Braddock Bay Bird Observatory supports research conducted by our own internal staff, as well as by professors and graduate students at various universities. Here is a list of our current projects and their lead investigators.
Bird flight calling behavior
Researcher: Chelsea Wisner, under the guidance of Dr. Sara Morris of Canisius College
There are many unanswered questions about bird communications, especially during migration. The MARS (Mobile Avian Recording Studio) trailer allows acoustic isolation of birds to study their responses to sound cues to see what factors may be affecting the likelihood and rate of calling by individual birds. Our first study showed that birds responded more to birds than non-birds, that birds are likely to respond when they hear flight calls, and they respond more to their own species than to other species. We are now working on four additional questions: how much variation in flight calling responses exist both within and among species, how does energetic condition of the birds affect their calling rate, is there a difference in the rates and types of responses by season (spring versus fall), and what is the effect of different rates of calls on flight calling behavior. Our study on light is based on several suggestions by Mark Deutschlander and others who have worked with captive birds on orientation and migratory restlessness. Our study on the effect of different rates of calls is investigating whether the birds are responding more when they hear higher or lower numbers of calls (simulating more birds calling or fewer birds calling).
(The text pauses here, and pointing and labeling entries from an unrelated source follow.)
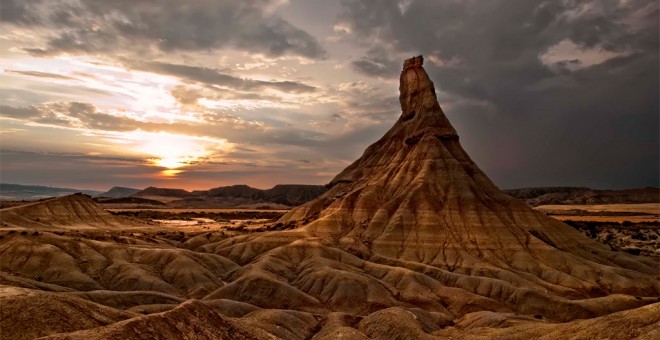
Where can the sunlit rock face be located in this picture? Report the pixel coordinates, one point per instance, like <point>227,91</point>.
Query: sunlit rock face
<point>411,241</point>
<point>415,196</point>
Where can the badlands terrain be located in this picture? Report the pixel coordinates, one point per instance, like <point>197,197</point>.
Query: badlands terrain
<point>411,241</point>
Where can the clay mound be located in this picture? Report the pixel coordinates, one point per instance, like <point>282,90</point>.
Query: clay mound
<point>28,314</point>
<point>89,265</point>
<point>191,320</point>
<point>640,323</point>
<point>75,210</point>
<point>416,196</point>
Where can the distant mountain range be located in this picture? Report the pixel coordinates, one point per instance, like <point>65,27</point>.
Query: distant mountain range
<point>119,192</point>
<point>290,195</point>
<point>581,195</point>
<point>282,195</point>
<point>33,192</point>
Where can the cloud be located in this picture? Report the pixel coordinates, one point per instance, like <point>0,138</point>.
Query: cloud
<point>212,76</point>
<point>40,74</point>
<point>97,26</point>
<point>576,78</point>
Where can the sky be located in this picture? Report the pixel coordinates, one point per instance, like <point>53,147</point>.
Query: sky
<point>204,93</point>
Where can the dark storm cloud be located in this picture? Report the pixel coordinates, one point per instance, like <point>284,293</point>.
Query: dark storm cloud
<point>93,26</point>
<point>588,119</point>
<point>376,63</point>
<point>214,77</point>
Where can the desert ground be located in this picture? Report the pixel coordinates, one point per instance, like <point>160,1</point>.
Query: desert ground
<point>411,241</point>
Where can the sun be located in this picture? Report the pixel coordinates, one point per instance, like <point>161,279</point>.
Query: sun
<point>173,151</point>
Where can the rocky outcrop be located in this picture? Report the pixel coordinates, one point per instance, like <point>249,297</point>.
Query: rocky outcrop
<point>416,196</point>
<point>75,210</point>
<point>572,195</point>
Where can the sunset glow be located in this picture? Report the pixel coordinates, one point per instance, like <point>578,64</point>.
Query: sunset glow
<point>291,91</point>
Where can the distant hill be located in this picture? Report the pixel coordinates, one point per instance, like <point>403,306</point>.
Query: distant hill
<point>280,196</point>
<point>581,195</point>
<point>33,192</point>
<point>65,211</point>
<point>163,192</point>
<point>119,192</point>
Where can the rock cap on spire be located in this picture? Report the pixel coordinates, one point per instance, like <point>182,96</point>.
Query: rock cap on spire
<point>414,62</point>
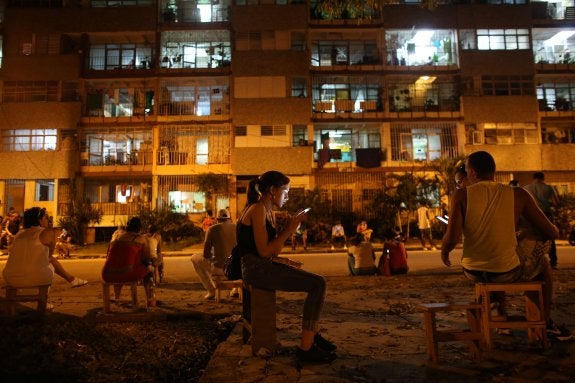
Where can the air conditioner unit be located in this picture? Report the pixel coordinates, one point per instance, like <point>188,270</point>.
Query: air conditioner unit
<point>478,137</point>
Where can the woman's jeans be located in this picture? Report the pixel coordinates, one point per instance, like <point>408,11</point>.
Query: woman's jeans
<point>360,271</point>
<point>267,275</point>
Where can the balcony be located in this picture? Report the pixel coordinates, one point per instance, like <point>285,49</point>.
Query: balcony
<point>346,109</point>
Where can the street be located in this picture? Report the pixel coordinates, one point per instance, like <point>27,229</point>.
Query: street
<point>179,268</point>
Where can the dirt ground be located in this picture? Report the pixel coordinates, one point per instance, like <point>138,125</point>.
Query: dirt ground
<point>375,321</point>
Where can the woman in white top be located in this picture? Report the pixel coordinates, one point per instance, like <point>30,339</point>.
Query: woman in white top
<point>30,261</point>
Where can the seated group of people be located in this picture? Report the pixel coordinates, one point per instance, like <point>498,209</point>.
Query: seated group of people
<point>362,259</point>
<point>31,260</point>
<point>131,256</point>
<point>506,234</point>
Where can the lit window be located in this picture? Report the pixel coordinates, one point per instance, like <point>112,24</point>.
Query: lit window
<point>28,140</point>
<point>44,190</point>
<point>502,39</point>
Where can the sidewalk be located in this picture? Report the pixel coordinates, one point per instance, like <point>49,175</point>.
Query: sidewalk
<point>377,326</point>
<point>376,323</point>
<point>412,244</point>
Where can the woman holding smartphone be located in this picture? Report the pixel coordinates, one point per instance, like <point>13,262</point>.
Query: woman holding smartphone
<point>260,243</point>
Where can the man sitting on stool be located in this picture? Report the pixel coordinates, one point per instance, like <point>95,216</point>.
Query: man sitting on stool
<point>218,244</point>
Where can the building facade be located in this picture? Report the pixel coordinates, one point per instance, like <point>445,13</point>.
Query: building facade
<point>125,103</point>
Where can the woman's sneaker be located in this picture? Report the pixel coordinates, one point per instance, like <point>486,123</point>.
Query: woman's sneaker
<point>323,343</point>
<point>560,333</point>
<point>315,355</point>
<point>78,282</point>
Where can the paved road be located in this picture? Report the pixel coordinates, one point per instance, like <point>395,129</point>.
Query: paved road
<point>180,269</point>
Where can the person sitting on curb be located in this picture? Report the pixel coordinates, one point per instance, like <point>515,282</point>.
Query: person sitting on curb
<point>363,229</point>
<point>155,242</point>
<point>338,235</point>
<point>128,260</point>
<point>63,246</point>
<point>31,260</point>
<point>394,254</point>
<point>487,214</point>
<point>218,244</point>
<point>361,256</point>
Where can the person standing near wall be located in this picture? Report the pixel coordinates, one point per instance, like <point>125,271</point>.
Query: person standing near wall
<point>424,226</point>
<point>546,198</point>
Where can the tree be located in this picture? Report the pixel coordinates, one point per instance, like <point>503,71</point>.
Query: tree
<point>172,226</point>
<point>212,184</point>
<point>445,169</point>
<point>400,194</point>
<point>81,215</point>
<point>358,9</point>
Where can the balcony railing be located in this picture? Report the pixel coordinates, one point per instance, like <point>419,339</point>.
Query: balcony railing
<point>114,208</point>
<point>136,157</point>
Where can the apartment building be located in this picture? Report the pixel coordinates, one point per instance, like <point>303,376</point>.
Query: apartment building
<point>126,103</point>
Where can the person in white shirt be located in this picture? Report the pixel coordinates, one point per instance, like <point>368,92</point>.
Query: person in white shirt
<point>31,261</point>
<point>218,244</point>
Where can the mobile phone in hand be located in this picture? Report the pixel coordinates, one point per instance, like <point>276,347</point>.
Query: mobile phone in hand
<point>304,211</point>
<point>445,220</point>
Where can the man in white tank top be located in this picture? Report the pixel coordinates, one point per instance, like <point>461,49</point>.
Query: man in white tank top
<point>31,261</point>
<point>486,213</point>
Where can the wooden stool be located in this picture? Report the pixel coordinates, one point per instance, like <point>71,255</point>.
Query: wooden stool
<point>434,336</point>
<point>259,318</point>
<point>533,320</point>
<point>40,296</point>
<point>106,293</point>
<point>224,284</point>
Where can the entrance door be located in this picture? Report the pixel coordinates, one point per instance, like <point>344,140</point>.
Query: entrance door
<point>14,196</point>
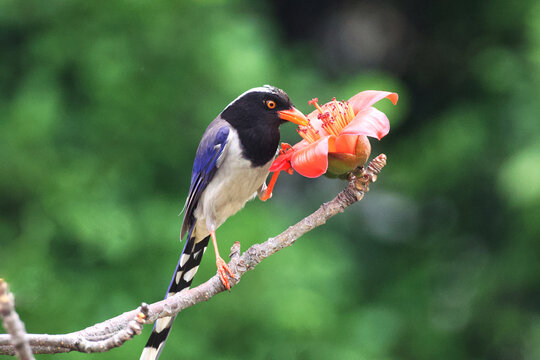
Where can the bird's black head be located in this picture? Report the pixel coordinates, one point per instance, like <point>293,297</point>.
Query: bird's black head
<point>266,107</point>
<point>256,116</point>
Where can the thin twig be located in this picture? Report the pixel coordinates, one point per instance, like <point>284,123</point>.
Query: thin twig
<point>13,324</point>
<point>114,332</point>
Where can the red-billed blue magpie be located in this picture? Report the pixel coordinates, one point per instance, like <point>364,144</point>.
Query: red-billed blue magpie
<point>230,168</point>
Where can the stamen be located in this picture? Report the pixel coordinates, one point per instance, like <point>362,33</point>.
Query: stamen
<point>308,133</point>
<point>314,102</point>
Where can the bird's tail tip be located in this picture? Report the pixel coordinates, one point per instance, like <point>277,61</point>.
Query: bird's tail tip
<point>149,353</point>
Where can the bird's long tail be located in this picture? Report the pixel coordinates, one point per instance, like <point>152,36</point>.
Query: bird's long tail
<point>185,271</point>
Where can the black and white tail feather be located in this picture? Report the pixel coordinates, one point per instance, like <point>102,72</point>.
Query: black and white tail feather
<point>183,276</point>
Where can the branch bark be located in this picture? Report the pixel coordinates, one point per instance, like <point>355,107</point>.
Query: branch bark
<point>116,331</point>
<point>13,324</point>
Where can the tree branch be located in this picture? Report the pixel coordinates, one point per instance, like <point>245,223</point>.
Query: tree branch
<point>13,324</point>
<point>114,332</point>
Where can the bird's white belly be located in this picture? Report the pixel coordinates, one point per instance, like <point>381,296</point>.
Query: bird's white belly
<point>235,183</point>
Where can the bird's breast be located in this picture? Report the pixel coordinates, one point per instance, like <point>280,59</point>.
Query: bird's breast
<point>235,182</point>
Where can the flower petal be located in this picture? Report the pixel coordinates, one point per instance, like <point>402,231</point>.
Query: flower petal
<point>282,162</point>
<point>369,122</point>
<point>346,144</point>
<point>365,99</point>
<point>312,160</point>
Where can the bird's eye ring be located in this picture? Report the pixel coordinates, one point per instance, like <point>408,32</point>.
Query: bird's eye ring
<point>270,104</point>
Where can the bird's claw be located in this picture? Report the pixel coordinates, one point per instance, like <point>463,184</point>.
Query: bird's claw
<point>223,270</point>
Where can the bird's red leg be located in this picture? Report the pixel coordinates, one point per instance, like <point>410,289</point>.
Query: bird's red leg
<point>223,269</point>
<point>270,188</point>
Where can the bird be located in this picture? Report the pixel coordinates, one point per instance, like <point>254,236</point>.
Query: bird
<point>230,168</point>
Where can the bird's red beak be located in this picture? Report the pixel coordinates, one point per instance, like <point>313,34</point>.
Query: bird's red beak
<point>293,115</point>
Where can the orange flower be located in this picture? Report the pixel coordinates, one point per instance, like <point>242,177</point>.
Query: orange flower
<point>335,140</point>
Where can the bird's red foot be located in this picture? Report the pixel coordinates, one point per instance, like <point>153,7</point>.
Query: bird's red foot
<point>223,270</point>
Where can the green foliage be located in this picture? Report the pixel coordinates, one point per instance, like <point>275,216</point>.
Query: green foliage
<point>103,104</point>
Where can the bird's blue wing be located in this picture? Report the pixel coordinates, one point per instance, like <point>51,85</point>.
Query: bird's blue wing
<point>206,163</point>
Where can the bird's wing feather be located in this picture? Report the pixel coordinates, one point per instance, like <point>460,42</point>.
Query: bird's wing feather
<point>207,160</point>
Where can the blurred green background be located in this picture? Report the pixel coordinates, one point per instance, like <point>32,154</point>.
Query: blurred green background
<point>102,104</point>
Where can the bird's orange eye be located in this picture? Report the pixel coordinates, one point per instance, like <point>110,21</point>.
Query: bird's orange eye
<point>270,104</point>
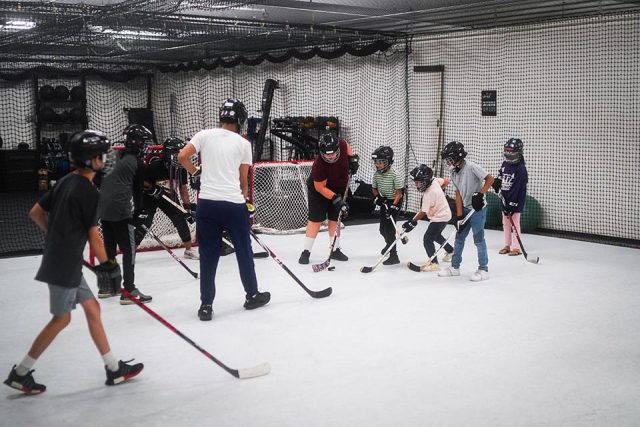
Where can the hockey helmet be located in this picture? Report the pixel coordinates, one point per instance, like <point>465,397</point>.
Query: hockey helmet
<point>233,111</point>
<point>513,149</point>
<point>422,176</point>
<point>85,145</point>
<point>329,147</point>
<point>383,154</point>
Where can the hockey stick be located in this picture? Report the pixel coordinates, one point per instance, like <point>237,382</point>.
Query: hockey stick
<point>256,371</point>
<point>224,239</point>
<point>531,258</point>
<point>315,294</point>
<point>418,268</point>
<point>319,267</point>
<point>367,269</point>
<point>174,256</point>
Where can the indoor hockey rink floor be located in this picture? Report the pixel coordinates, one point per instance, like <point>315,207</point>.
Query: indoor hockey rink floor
<point>552,344</point>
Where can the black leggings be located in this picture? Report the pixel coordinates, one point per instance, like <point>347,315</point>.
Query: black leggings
<point>151,205</point>
<point>121,234</point>
<point>387,230</point>
<point>434,234</point>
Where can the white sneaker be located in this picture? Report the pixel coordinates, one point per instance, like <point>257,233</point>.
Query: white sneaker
<point>479,275</point>
<point>191,253</point>
<point>448,272</point>
<point>430,267</point>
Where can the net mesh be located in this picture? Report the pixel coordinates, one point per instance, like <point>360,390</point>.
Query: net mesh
<point>569,89</point>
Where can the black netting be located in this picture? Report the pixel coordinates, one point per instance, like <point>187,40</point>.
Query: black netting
<point>569,90</point>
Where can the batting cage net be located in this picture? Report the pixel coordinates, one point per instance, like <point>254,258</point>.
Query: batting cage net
<point>570,90</point>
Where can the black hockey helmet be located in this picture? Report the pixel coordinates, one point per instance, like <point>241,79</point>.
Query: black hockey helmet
<point>329,147</point>
<point>85,145</point>
<point>422,176</point>
<point>384,153</point>
<point>233,111</point>
<point>453,153</point>
<point>513,149</point>
<point>171,148</point>
<point>137,137</point>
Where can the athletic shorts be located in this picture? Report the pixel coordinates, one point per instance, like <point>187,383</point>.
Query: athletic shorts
<point>63,300</point>
<point>320,207</point>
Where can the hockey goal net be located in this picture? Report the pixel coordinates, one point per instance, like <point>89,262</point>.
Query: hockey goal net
<point>279,194</point>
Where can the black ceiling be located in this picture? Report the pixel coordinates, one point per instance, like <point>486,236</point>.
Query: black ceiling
<point>146,33</point>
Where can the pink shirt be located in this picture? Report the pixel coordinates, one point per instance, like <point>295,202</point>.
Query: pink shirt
<point>434,203</point>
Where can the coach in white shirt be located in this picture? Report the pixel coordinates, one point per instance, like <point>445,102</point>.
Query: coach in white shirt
<point>225,159</point>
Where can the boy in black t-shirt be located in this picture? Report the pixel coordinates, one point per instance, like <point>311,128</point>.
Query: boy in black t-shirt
<point>67,214</point>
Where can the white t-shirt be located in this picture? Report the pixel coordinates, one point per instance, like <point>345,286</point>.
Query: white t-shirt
<point>221,154</point>
<point>434,202</point>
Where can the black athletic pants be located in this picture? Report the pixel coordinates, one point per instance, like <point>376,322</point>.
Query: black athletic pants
<point>121,234</point>
<point>387,230</point>
<point>151,205</point>
<point>434,234</point>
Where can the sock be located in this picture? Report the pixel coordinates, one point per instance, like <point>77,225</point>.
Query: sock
<point>110,361</point>
<point>25,366</point>
<point>308,243</point>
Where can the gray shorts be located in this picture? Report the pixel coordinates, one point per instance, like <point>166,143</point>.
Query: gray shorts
<point>63,300</point>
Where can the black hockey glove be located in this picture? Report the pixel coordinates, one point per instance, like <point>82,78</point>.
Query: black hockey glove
<point>477,201</point>
<point>393,211</point>
<point>497,185</point>
<point>354,164</point>
<point>340,204</point>
<point>108,276</point>
<point>140,216</point>
<point>155,191</point>
<point>379,201</point>
<point>460,223</point>
<point>194,179</point>
<point>409,225</point>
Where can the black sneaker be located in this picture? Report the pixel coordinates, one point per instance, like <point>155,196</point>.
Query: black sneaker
<point>136,293</point>
<point>304,257</point>
<point>205,312</point>
<point>392,260</point>
<point>339,256</point>
<point>24,383</point>
<point>257,300</point>
<point>124,373</point>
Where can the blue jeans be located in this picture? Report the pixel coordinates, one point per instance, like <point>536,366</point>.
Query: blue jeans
<point>475,223</point>
<point>212,217</point>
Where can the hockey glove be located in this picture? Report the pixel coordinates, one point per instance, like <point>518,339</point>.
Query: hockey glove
<point>250,207</point>
<point>194,178</point>
<point>108,277</point>
<point>354,164</point>
<point>460,223</point>
<point>477,201</point>
<point>154,191</point>
<point>409,226</point>
<point>393,211</point>
<point>340,204</point>
<point>497,184</point>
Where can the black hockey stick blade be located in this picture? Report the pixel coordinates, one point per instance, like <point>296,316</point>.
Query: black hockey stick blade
<point>244,373</point>
<point>314,294</point>
<point>414,267</point>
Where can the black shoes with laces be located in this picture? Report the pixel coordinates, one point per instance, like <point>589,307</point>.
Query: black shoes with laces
<point>24,383</point>
<point>257,300</point>
<point>124,373</point>
<point>205,312</point>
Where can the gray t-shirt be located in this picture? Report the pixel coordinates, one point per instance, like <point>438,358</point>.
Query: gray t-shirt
<point>468,180</point>
<point>119,187</point>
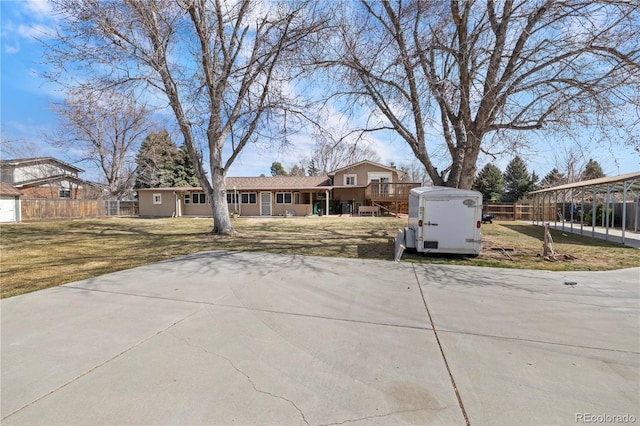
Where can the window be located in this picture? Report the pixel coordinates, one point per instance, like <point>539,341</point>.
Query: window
<point>283,198</point>
<point>232,198</point>
<point>350,180</point>
<point>249,198</point>
<point>197,198</point>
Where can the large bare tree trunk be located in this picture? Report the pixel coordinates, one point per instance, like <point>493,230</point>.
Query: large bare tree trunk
<point>472,69</point>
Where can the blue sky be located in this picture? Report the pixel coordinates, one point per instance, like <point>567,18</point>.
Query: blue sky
<point>26,114</point>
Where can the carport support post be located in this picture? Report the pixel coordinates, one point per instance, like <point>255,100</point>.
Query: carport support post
<point>564,207</point>
<point>624,209</point>
<point>593,214</point>
<point>572,209</point>
<point>326,201</point>
<point>581,210</point>
<point>606,210</point>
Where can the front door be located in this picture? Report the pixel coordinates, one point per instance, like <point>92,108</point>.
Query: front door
<point>265,204</point>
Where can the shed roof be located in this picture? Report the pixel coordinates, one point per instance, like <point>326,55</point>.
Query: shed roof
<point>615,183</point>
<point>8,189</point>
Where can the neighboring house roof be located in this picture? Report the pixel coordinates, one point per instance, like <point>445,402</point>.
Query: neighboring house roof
<point>38,160</point>
<point>382,166</point>
<point>270,183</point>
<point>8,189</point>
<point>57,178</point>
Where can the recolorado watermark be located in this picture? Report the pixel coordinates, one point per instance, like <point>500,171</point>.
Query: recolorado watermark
<point>605,418</point>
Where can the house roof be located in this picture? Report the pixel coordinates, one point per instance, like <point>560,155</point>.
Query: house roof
<point>279,182</point>
<point>17,162</point>
<point>270,183</point>
<point>382,166</point>
<point>8,189</point>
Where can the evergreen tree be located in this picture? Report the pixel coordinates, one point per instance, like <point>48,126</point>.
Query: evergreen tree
<point>490,183</point>
<point>535,182</point>
<point>161,164</point>
<point>592,170</point>
<point>277,169</point>
<point>296,170</point>
<point>553,178</point>
<point>517,181</point>
<point>312,170</point>
<point>183,172</point>
<point>157,153</point>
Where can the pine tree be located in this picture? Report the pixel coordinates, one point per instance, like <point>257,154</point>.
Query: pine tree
<point>157,153</point>
<point>490,183</point>
<point>277,169</point>
<point>161,164</point>
<point>183,173</point>
<point>592,170</point>
<point>553,178</point>
<point>517,181</point>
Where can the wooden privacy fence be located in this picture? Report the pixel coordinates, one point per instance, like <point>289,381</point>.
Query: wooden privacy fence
<point>47,208</point>
<point>504,211</point>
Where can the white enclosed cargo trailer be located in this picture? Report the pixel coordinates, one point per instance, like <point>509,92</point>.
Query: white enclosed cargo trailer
<point>442,220</point>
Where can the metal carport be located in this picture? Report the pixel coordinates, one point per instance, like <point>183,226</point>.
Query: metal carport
<point>620,188</point>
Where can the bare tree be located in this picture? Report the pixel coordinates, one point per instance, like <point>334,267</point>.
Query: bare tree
<point>224,67</point>
<point>470,69</point>
<point>332,153</point>
<point>105,127</point>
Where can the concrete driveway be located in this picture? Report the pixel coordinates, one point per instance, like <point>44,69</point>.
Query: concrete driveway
<point>256,338</point>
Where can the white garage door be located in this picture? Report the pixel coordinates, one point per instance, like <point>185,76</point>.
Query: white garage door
<point>7,210</point>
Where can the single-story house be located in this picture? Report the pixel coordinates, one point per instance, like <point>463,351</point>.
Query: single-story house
<point>364,185</point>
<point>9,203</point>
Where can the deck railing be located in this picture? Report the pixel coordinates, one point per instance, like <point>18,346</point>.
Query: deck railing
<point>388,191</point>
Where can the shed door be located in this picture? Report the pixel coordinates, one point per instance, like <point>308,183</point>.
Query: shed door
<point>265,204</point>
<point>451,223</point>
<point>7,210</point>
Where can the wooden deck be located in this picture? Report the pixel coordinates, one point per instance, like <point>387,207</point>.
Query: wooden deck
<point>386,191</point>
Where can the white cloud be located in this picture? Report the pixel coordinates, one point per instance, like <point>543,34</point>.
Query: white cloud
<point>40,8</point>
<point>11,49</point>
<point>35,31</point>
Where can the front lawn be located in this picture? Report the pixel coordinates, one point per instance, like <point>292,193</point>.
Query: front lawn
<point>38,255</point>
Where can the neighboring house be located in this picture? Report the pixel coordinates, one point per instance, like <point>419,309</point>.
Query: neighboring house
<point>45,177</point>
<point>362,186</point>
<point>9,203</point>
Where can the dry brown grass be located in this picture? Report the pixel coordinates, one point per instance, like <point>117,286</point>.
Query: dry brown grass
<point>34,256</point>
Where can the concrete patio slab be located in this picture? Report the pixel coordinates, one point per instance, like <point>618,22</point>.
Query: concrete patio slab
<point>255,338</point>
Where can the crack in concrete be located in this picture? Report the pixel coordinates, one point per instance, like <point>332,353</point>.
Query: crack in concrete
<point>375,416</point>
<point>250,309</point>
<point>293,404</point>
<point>102,364</point>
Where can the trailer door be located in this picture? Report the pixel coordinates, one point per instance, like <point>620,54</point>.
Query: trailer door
<point>450,225</point>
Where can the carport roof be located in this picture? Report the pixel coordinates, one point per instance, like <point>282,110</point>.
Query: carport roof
<point>270,183</point>
<point>8,189</point>
<point>615,183</point>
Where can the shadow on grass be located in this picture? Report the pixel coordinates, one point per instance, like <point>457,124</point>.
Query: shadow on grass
<point>560,237</point>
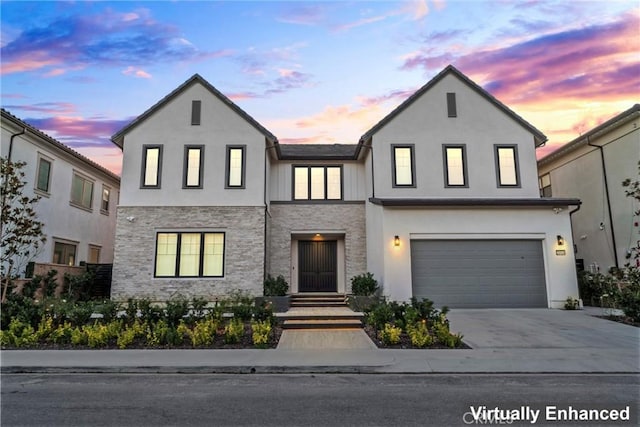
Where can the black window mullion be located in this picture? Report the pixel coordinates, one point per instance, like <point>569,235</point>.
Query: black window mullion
<point>326,184</point>
<point>201,261</point>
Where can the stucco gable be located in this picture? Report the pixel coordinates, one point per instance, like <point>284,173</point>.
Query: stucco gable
<point>118,137</point>
<point>539,137</point>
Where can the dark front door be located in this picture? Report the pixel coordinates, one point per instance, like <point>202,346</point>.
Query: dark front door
<point>317,266</point>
Telomere length in passerines
Researcher: Dr. Greg Cunningham, St. John Fisher College
Life always dramatically ends with death. However, the rate of ageing, the progressive decrease in reproduction and survival rates all dramatically differ among species. Telomere erosion appears to reflect ageing in a broad variety of animals. Telomeres are the ends of linear chromosomes of eukaryotes, and shorten progressively with time, cell replication or stress during life. Once reaching a low threshold in length, telomere-related signaling pathways trigger cell apoptosis, a phenomenon related to organism survival/lifespan.
We need more interspecific and intraspecific comparisons of telomere dynamics to determine how this cell mechanism is actually linked with longevity. These studies will also allow us to determine how telomere length affects features such as adult size, development time, age at maturation, or metabolic rate. Finally, a broad understanding of telomere length can be compared against more ecological factors such as species distributions and limits on the ranges of habitats that species can occupy.
We aim to explore the diversity of telomere length among the passeriforms. Due to the extreme species diversity encountered at BBBO, we envision being able to investigate how telomeres affect the big picture in life history traits. Working on this order will enable us to test how the different factors described above may have co-evolved with telomere length. We are also interested in looking at seasonal patterns of telomere length, as well as to test how climatic limit of population distribution may correspond to stress-induced telomere erosion. In addition, while our present project focuses on telomere length measurement, we already think about extending it to other ageing related processes given that storage of samples allows the use of methodologies like proteomics.